The saint smiles helplessly, and there they are: two long dimples making John’s face more handsome for a moment before the smile falls away and John says, “You’re facing your best and worst night, and apologizing to me. I’m the one who’s sorry, Rhun Sayer. You’re too good to survive it.”
Unsurprised by the sentiment, only the bluntness of someone saying so aloud, Rhun lets his mouth fall open, and for a moment he’s at a loss. His cousin was the best, and didn’t live: Rhun never expected to be better than Baeddan. “I don’t have to survive it, to fulfill the bargain. I just have to run.”

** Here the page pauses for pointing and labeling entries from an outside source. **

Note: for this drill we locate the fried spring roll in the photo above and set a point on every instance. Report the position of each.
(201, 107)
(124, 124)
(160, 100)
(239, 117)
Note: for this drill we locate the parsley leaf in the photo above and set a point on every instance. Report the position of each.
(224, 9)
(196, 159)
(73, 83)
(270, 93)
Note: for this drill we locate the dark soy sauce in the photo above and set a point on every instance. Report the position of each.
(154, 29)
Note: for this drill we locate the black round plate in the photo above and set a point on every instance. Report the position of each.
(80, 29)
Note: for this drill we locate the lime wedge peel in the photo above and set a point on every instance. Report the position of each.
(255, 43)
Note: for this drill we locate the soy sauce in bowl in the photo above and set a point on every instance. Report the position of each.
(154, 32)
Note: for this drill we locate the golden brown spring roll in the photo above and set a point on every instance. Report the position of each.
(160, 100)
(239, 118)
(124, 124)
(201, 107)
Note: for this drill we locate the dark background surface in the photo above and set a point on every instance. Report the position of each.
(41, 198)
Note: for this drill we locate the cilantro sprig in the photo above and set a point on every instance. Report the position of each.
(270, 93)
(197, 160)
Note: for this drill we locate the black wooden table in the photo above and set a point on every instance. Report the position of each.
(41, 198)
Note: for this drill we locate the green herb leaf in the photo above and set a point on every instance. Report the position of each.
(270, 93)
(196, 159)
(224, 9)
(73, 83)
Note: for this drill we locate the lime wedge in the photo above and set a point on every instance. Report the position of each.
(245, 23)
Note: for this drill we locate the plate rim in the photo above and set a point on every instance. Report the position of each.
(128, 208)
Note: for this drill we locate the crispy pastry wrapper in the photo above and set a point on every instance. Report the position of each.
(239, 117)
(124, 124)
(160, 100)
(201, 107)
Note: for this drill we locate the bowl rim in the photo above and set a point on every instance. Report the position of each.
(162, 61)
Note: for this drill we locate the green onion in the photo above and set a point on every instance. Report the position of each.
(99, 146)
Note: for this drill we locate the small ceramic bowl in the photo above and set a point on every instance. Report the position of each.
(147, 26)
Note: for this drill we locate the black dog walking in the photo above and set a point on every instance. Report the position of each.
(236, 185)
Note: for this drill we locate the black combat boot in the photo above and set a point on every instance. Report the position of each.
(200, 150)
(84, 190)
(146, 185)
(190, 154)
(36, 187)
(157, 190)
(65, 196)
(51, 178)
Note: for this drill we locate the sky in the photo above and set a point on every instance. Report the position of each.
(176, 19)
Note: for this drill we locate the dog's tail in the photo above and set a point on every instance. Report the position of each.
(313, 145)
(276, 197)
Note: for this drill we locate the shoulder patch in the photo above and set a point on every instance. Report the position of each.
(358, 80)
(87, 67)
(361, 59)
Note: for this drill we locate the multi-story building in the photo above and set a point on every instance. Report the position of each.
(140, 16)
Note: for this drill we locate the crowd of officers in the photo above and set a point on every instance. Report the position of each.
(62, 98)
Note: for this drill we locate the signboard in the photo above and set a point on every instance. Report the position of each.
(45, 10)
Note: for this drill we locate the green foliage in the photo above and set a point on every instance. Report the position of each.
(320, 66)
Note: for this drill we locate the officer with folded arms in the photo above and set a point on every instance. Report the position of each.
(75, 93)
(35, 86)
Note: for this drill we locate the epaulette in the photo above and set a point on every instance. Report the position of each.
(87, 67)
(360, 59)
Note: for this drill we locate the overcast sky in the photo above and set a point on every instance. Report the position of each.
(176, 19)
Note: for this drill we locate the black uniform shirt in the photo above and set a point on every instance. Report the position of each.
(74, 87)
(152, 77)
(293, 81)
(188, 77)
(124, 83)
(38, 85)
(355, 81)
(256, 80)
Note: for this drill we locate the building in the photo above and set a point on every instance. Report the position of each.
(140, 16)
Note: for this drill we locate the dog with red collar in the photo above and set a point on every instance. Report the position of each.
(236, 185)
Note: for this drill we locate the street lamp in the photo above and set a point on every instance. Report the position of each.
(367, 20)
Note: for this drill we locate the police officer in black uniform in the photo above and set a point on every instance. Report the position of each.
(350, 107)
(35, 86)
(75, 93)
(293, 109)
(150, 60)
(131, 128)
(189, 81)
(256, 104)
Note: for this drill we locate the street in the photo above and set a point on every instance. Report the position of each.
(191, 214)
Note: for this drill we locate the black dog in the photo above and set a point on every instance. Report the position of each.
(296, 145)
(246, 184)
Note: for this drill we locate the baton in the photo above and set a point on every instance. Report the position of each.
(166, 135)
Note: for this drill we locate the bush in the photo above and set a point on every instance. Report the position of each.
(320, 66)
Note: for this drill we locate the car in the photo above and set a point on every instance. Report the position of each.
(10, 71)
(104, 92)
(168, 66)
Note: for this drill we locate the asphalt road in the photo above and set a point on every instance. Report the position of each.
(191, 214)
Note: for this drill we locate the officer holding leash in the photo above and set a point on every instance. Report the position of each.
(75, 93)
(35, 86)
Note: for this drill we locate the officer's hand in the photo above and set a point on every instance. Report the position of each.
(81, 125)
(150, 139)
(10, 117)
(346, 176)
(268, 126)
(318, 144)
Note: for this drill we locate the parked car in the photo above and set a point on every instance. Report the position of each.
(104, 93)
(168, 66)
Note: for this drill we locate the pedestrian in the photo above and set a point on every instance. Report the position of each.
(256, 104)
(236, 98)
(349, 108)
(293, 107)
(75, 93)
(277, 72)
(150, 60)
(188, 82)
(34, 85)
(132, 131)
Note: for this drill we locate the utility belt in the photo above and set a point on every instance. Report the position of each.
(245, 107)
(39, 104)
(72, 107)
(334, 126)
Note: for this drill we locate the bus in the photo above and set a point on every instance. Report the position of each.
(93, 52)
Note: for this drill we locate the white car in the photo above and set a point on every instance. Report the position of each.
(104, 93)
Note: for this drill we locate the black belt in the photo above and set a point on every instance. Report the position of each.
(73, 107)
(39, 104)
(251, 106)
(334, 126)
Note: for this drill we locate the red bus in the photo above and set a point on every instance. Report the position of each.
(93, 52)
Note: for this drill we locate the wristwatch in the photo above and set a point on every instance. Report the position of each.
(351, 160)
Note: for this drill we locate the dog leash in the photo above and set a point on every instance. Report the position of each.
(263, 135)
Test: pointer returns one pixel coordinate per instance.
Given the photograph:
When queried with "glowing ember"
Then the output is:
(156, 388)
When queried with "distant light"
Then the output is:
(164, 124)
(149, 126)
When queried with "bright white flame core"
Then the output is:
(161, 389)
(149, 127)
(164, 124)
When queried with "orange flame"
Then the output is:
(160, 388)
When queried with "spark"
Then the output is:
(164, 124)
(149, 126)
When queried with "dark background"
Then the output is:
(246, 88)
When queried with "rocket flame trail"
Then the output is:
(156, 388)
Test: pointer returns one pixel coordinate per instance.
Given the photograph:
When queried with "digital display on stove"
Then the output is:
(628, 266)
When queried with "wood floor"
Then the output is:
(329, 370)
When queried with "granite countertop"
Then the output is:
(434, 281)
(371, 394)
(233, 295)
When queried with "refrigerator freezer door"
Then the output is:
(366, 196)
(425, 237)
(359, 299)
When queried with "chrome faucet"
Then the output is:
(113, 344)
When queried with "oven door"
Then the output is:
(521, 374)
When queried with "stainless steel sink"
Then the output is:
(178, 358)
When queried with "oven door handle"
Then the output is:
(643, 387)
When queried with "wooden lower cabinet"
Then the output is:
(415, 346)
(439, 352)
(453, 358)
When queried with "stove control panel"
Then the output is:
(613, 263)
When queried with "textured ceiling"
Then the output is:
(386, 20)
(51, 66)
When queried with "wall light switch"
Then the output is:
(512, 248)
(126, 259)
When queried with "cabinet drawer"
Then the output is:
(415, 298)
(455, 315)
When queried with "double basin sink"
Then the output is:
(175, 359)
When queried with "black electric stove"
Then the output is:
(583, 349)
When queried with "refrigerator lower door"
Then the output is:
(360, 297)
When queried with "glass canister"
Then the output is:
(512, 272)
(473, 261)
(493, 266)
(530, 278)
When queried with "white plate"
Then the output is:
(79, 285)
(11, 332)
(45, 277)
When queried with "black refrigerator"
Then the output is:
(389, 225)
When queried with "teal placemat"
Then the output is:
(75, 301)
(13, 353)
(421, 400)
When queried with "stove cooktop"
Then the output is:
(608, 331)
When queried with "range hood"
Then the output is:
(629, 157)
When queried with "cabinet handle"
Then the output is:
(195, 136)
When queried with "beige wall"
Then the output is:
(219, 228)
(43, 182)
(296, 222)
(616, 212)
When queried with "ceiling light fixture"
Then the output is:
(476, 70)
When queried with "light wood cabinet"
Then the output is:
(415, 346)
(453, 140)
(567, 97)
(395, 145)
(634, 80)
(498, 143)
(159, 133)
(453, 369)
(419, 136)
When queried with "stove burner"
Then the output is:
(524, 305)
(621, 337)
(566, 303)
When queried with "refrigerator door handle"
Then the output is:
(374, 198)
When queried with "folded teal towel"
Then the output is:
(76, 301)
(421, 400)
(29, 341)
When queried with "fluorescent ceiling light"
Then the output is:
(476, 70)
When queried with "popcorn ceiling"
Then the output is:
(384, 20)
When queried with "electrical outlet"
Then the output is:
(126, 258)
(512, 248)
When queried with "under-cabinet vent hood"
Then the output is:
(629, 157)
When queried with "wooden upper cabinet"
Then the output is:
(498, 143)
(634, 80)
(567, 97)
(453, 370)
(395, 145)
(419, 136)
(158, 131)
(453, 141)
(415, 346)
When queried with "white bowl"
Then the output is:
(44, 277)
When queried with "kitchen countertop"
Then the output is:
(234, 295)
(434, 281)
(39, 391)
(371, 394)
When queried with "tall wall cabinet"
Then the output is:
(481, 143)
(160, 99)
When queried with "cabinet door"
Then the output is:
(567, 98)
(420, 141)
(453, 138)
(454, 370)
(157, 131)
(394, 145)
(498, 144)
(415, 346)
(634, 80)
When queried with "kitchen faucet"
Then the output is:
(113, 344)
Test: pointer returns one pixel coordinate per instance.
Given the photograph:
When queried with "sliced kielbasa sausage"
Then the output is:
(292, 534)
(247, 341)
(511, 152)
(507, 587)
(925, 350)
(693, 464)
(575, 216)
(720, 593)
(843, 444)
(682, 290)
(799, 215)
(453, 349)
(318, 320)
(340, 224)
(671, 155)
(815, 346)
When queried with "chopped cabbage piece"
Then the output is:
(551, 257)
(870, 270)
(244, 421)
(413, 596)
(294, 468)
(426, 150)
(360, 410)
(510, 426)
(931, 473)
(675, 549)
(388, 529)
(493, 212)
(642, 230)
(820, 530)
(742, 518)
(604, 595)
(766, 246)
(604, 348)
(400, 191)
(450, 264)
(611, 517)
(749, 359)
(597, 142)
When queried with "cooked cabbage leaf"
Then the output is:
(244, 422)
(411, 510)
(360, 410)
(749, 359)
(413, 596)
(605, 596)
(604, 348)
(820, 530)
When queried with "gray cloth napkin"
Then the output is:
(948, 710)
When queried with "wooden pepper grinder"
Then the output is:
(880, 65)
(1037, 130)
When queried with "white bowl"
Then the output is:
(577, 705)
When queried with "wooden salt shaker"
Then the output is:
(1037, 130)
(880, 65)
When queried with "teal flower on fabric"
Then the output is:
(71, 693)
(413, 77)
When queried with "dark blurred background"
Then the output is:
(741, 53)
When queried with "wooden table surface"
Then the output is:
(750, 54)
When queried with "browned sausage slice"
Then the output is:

“You should want to survive it, though.” The haunted blue of John’s eyes catches the last sunlight as he steps nearer to Rhun.
“I—I do,” Rhun says, though he rarely has thought of any future past the night of his run. All his future thoughts have been of the four more years he was supposed to have between now and then. The moment the blood appeared on the Bone Tree this morning, Rhun’s future vanished. He knows in his heart, in his gut, this is his second-to-last night.
“Good,” John says sorrowfully, as if he knows Rhun doesn’t mean it but can’t bring himself to challenge it.
The saint and almost-saint pause together in the narrow cobbled alley, though Rhun is broader, with more bright tension in the way he stands, and John Upjohn holds himself as still as stone.
“I’ll be all right, John,” Rhun says, and though he hates lying nearly as much as he hates secrets, he adds, “I promise.”
“Just remember,” the saint says, moving away from Rhun, glancing back over his shoulder, “you must have something to focus on, besides the devil. Besides the run. Something outside, something... good. A person, or hope for yourself. Something to pull you back out.”
“What did you hope for?” Rhun calls softly.
John lowers his head and holds out his arm with the missing hand. He doesn’t answer.
Before Rhun can press, the saint hurries toward the village square.
•••
THREE YEARS AGO, WHEN ARTHURwas nearly fifteen, his best friend, Rhun, stopped them along the narrow deer path they’d been stalking along, and kissed him. The moment before, as he leaned in, Rhun’s eyes were bright with happiness, so much so that Arthur started to smile back before he realized what was happening.